Diversity and contrasts continue beyond the city limits. All four regions of the country are worth a detour and can be reached within a short drive. The Ardennes in the North are shaped by densely wooded valleys and windy plateaus. Visitors are in for some amazing natural views, two natural parks renowned for their organic local produce as well as medieval castles and fortresses.
The Mullerthal, which the locals fondly refer to as Luxembourg’s Little Switzerland, has to offer impressive rock formations which make the area a delight for those who enjoy hiking.
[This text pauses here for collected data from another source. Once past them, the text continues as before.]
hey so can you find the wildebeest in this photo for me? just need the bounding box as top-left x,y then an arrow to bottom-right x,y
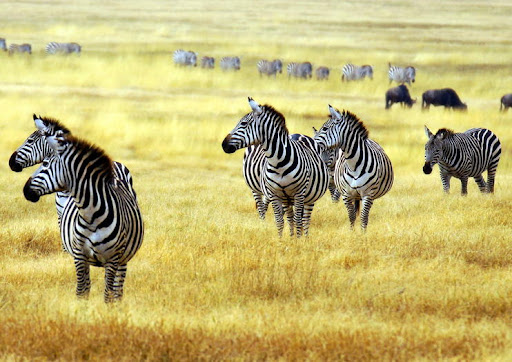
500,93 -> 512,111
385,84 -> 416,109
422,88 -> 467,110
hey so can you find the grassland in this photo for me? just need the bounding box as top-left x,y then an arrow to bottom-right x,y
1,0 -> 512,360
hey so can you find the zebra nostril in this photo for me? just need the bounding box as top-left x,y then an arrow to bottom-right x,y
9,152 -> 22,172
23,179 -> 40,202
423,163 -> 432,174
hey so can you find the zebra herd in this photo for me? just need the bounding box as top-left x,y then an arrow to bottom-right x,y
223,98 -> 501,238
0,38 -> 81,55
9,115 -> 144,303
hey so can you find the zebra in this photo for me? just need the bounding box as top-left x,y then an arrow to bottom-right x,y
388,63 -> 416,85
173,49 -> 197,67
23,129 -> 144,303
9,114 -> 136,252
312,127 -> 341,203
201,56 -> 215,69
287,62 -> 313,79
222,98 -> 329,237
45,42 -> 81,54
257,59 -> 283,77
220,56 -> 241,71
314,106 -> 394,231
315,66 -> 330,80
0,38 -> 6,51
8,43 -> 31,55
423,126 -> 501,195
341,64 -> 373,81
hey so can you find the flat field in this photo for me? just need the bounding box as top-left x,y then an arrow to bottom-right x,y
1,0 -> 512,360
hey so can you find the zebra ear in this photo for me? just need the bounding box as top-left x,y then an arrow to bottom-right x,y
312,126 -> 318,135
248,97 -> 262,115
424,126 -> 433,139
328,105 -> 341,119
34,115 -> 47,131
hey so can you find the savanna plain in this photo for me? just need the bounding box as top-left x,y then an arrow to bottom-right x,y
1,0 -> 512,360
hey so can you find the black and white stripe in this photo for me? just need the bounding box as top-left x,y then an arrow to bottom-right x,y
173,49 -> 197,67
388,63 -> 415,85
45,42 -> 81,54
23,129 -> 144,303
220,56 -> 241,70
257,59 -> 283,77
201,56 -> 215,69
314,106 -> 394,231
423,127 -> 501,195
8,43 -> 31,55
341,64 -> 373,81
222,98 -> 329,237
287,62 -> 313,79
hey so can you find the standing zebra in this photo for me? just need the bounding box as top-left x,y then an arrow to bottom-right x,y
0,38 -> 6,51
315,66 -> 330,80
423,126 -> 501,195
23,130 -> 144,303
222,98 -> 329,237
257,59 -> 283,77
388,63 -> 416,85
220,56 -> 241,71
8,43 -> 31,55
341,64 -> 373,81
314,106 -> 394,231
173,49 -> 197,67
45,42 -> 81,54
287,62 -> 313,79
201,56 -> 215,69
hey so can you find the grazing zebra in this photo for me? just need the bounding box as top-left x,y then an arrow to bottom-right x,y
257,59 -> 283,77
314,106 -> 394,231
315,66 -> 330,80
0,38 -> 6,51
173,49 -> 197,67
9,115 -> 136,253
201,56 -> 215,69
287,62 -> 313,79
423,126 -> 501,195
23,130 -> 144,303
222,98 -> 329,237
341,64 -> 373,81
8,43 -> 31,55
45,42 -> 81,54
388,63 -> 415,85
220,56 -> 241,71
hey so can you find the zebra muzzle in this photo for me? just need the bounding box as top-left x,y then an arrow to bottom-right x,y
222,135 -> 237,154
8,152 -> 23,172
23,179 -> 40,202
423,162 -> 433,175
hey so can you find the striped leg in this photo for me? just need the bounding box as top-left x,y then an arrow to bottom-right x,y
487,166 -> 499,193
284,205 -> 295,237
252,191 -> 268,219
440,172 -> 451,193
104,259 -> 120,303
360,196 -> 374,231
473,175 -> 487,193
302,204 -> 314,237
271,200 -> 285,238
343,197 -> 358,229
293,194 -> 305,238
74,259 -> 91,299
113,264 -> 127,300
460,177 -> 469,196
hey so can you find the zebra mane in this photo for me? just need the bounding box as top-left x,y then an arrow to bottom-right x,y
436,128 -> 455,138
36,115 -> 71,134
66,135 -> 114,181
338,110 -> 369,140
261,104 -> 289,134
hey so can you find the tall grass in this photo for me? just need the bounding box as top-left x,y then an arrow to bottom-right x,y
1,0 -> 512,360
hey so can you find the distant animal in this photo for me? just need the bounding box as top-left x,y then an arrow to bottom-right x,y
388,63 -> 415,85
499,93 -> 512,111
287,62 -> 313,79
257,59 -> 283,77
385,84 -> 416,109
422,88 -> 467,110
315,66 -> 330,80
314,106 -> 394,231
222,98 -> 329,237
8,43 -> 31,55
423,126 -> 501,195
23,128 -> 144,303
201,56 -> 215,69
45,42 -> 81,54
220,56 -> 241,71
173,49 -> 197,67
341,64 -> 373,81
0,38 -> 6,51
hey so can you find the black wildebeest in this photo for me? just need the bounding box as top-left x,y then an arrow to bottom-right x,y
422,88 -> 467,110
385,84 -> 416,109
500,93 -> 512,111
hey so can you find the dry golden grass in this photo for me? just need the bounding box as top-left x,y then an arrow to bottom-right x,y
1,0 -> 512,360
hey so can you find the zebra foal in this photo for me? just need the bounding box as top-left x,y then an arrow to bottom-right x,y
314,106 -> 393,231
23,129 -> 144,303
423,126 -> 501,195
222,98 -> 329,237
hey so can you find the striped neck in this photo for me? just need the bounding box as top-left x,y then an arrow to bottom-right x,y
256,106 -> 291,167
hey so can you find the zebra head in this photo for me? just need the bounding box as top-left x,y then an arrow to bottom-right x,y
423,126 -> 446,174
222,97 -> 263,154
9,114 -> 71,172
23,130 -> 69,202
313,105 -> 344,151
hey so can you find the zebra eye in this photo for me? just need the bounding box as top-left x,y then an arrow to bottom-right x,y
42,159 -> 50,167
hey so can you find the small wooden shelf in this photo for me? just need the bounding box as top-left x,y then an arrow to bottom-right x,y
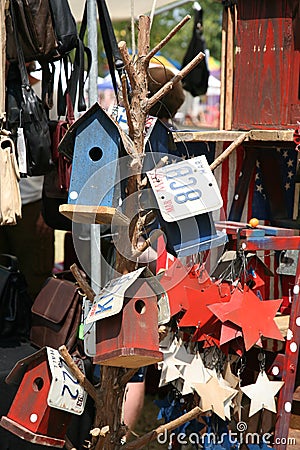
173,129 -> 295,143
59,204 -> 130,226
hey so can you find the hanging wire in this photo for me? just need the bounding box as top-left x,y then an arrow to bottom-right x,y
149,0 -> 157,29
131,0 -> 136,56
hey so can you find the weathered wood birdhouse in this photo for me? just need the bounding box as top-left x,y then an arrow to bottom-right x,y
232,0 -> 300,129
85,267 -> 163,368
0,347 -> 86,448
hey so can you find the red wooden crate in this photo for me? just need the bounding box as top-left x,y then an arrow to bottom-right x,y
232,0 -> 300,130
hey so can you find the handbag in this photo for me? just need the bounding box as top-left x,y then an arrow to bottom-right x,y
30,276 -> 82,350
0,135 -> 22,225
0,254 -> 32,339
42,92 -> 74,231
8,1 -> 53,177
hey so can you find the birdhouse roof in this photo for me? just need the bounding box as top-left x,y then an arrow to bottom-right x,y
5,347 -> 47,386
58,102 -> 123,160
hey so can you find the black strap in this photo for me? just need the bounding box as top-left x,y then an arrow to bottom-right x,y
95,0 -> 125,100
68,2 -> 92,112
10,1 -> 30,88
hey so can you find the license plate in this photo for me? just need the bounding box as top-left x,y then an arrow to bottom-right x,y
147,155 -> 223,222
47,347 -> 87,415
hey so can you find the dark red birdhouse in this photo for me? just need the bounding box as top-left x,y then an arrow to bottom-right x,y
86,267 -> 163,368
0,347 -> 86,447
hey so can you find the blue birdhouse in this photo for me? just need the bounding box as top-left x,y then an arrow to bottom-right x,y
67,103 -> 123,208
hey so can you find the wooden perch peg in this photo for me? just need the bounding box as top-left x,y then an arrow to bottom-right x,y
145,51 -> 205,113
122,407 -> 202,450
210,131 -> 249,171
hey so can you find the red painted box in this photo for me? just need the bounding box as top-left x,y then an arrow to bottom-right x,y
94,280 -> 163,368
232,0 -> 300,130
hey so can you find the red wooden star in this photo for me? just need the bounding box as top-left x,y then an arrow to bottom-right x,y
178,283 -> 231,328
208,287 -> 283,350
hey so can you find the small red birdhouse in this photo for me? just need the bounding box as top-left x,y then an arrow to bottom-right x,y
0,347 -> 86,447
86,267 -> 163,368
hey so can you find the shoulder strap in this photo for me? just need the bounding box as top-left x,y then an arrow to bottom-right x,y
10,0 -> 30,88
95,0 -> 125,100
68,2 -> 92,112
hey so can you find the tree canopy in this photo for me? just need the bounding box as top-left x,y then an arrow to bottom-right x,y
97,1 -> 223,76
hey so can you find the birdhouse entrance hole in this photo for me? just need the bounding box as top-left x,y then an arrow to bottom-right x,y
33,377 -> 44,392
135,299 -> 146,314
89,146 -> 103,162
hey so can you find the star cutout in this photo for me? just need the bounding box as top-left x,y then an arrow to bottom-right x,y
208,287 -> 283,351
217,374 -> 239,420
192,376 -> 237,420
178,352 -> 211,395
160,260 -> 199,316
241,370 -> 284,416
224,361 -> 240,389
158,339 -> 193,387
178,283 -> 231,328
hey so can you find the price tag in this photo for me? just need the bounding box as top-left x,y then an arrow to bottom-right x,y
47,348 -> 87,415
147,155 -> 223,222
85,267 -> 145,324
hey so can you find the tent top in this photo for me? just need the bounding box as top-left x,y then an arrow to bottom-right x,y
69,0 -> 191,22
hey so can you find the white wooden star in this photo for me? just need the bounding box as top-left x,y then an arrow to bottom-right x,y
178,352 -> 211,396
241,370 -> 284,417
158,340 -> 193,387
217,374 -> 238,420
192,376 -> 236,420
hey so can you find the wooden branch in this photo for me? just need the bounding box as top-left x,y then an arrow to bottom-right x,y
94,426 -> 110,450
122,406 -> 202,450
121,73 -> 134,137
132,229 -> 164,259
145,52 -> 205,113
119,368 -> 138,386
118,41 -> 136,90
209,132 -> 248,171
58,345 -> 97,402
70,263 -> 95,302
138,15 -> 151,57
144,15 -> 191,64
64,436 -> 77,450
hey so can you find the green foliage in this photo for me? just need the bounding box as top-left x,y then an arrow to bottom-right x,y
97,1 -> 223,76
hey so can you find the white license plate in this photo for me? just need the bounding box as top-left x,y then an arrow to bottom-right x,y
147,155 -> 223,222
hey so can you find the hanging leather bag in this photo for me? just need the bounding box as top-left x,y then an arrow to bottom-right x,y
30,276 -> 82,350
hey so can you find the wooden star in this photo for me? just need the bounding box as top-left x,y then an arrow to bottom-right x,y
241,370 -> 284,416
192,376 -> 236,420
179,284 -> 231,328
158,340 -> 193,387
224,361 -> 240,389
217,375 -> 239,420
178,352 -> 211,395
208,287 -> 283,350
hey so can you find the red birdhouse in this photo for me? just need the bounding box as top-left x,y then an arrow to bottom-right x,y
86,267 -> 163,368
0,347 -> 86,447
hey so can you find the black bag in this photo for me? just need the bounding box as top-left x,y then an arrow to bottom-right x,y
181,6 -> 210,97
0,254 -> 32,340
5,0 -> 78,63
6,3 -> 53,177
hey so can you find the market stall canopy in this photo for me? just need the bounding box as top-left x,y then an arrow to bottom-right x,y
69,0 -> 190,22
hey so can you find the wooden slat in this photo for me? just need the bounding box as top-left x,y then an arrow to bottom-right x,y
216,220 -> 296,236
59,204 -> 130,226
172,129 -> 295,143
224,4 -> 235,130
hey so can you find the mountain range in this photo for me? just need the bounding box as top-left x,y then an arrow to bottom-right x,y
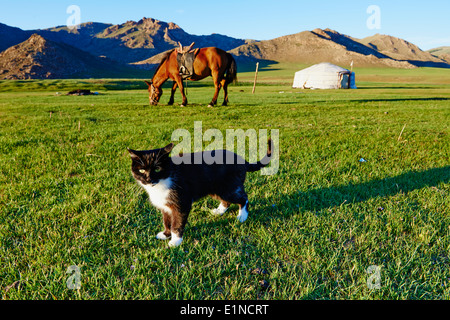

Echternach, the oldest town in the country, is definitely worth visiting: it draws its international reputation from the annual music festival and the dancing procession which carries its name.
Eastward lies the Moselle region with its mild microclimate and the vineyards. While biking along the border river one can discover the wine route and its medieval villages where one can taste white wines and the famous crémant (sparkling wine) but also savory local dishes like a friture (small fried fish).
The region of the Terre-Rouge (red soil) in the South got its name from the iron ore which was responsible for the country’s wealth for many years. The visitor can stroll through the industrial wasteland which nature has conquered back lately or take a ride with a historical train.